The Consumer Financial Protection Bureau remains in limbo six months into President Donald Trump’s term, with little sign of a return to normalcy.
The agency polices consumer abuses at banks, mortgage companies, and other consumer lenders. However, it’s doing far less investigating and enforcing after Trump officials halted much of the CFPB’s work.
The CFPB has long survived existential threats, including a few court cases that challenged its constitutionality. However, the Trump administration’s cuts are its biggest test yet, and it’s becoming more likely that their impact will be long-lasting.
“I don’t think it goes back to anything close to normal during this Trump administration,” said Ian Katz, a policy analyst at Capital Alpha.
Consumer advocates warn of dire consequences, with less scrupulous lenders taking advantage of customers under a dormant CFPB. They note that Congress created the agency in the wake of 2008, when deceptive subprime mortgage practices helped cause a global financial collapse.
“The lessons from the financial crisis have been forgotten,” said Adam Rust, director of financial services at the Consumer Federation of America, adding that the CFPB’s work is “the kind of thing a person may not know to appreciate until it’s too late.”
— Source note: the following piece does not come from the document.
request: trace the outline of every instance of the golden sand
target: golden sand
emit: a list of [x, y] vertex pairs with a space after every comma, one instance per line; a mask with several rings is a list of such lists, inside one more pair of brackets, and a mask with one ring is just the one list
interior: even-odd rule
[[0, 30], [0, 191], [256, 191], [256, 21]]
State attorneys general and banking regulators are poised to take a bigger role in consumer financial protection, but consumer groups and state officials say they can’t replace the CFPB’s heft.
The agency did not respond to a request for comment.
When Trump’s budget director, Russell Vought, was appointed as the agency’s acting head in February, major cuts were made: leadership closed the headquarters and stopped much of the CFPB’s work.
Administration officials also sought to cut 1,500 employees, leaving the CFPB with 200 workers. Federal courts have temporarily blocked the mass layoffs while they consider a lawsuit over the issue.
The agency has dropped cases it had been pursuing against banks, mortgage companies and other lenders. However, the work hasn’t vanished entirely as the CFPB has reopened at least one and is still actively investigating others.
The CFPB has also said it is cutting its regular examinations of companies by half. In a memo, it told staff that it would prioritize problems facing military members and veterans and focus less on student loans, medical debt, and financial technology issues.
The agency has reversed some Biden-era regulations and industry guidance. It retreated from a rule overseeing buy-now, pay-later companies, a rule cutting credit-card late fees to $8, and another removing medical debt from credit reports.
There is no permanent CFPB leader at the moment.
The White House had appointed former Federal Deposit Insurance Corp. board member Jonathan McKernan to lead the agency, but has since picked McKernan to fill a different role at the Treasury Department.
Industry observers had seen McKernan, a bank lawyer and former Republican staffer on Capitol Hill, as someone who would restore the CFPB to more normal days, like those in the first Trump administration. But now that prospect seems more unlikely.
Congress is also considering cutting the CFPB’s funding through Trump’s “One Big Beautiful Bill” to fund the government.
In the meantime, the agency is sending a message to banks and other lenders that “nobody is going to be looking over your shoulder,” said Diane Thompson, deputy director at the National Consumer Law Center and a former top CFPB advisor.
For their part, banking industry groups have largely supported the CFPB’s rescission of rules created during the Biden administration, which they argued drastically overreached the agency’s authority. But they also see a future for the CFPB.
Lindsey Johnson, president and CEO of the Consumer Bankers Association, said the group will continue working with policymakers in D.C. to “create a credible, durable, and stable CFPB that appropriately heeds its authority under law.”
Thompson, however, argued that the ongoing rollbacks are diminishing the public’s trust in an agency that for years has been able to help consumers get complaints resolved against banks, credit reporting firms and other financial companies.
“It permanently undermines the ability of this agency to deliver help for people,” Thompson said. “It permanently tips the scales away from individual folks and toward these mega corporations.”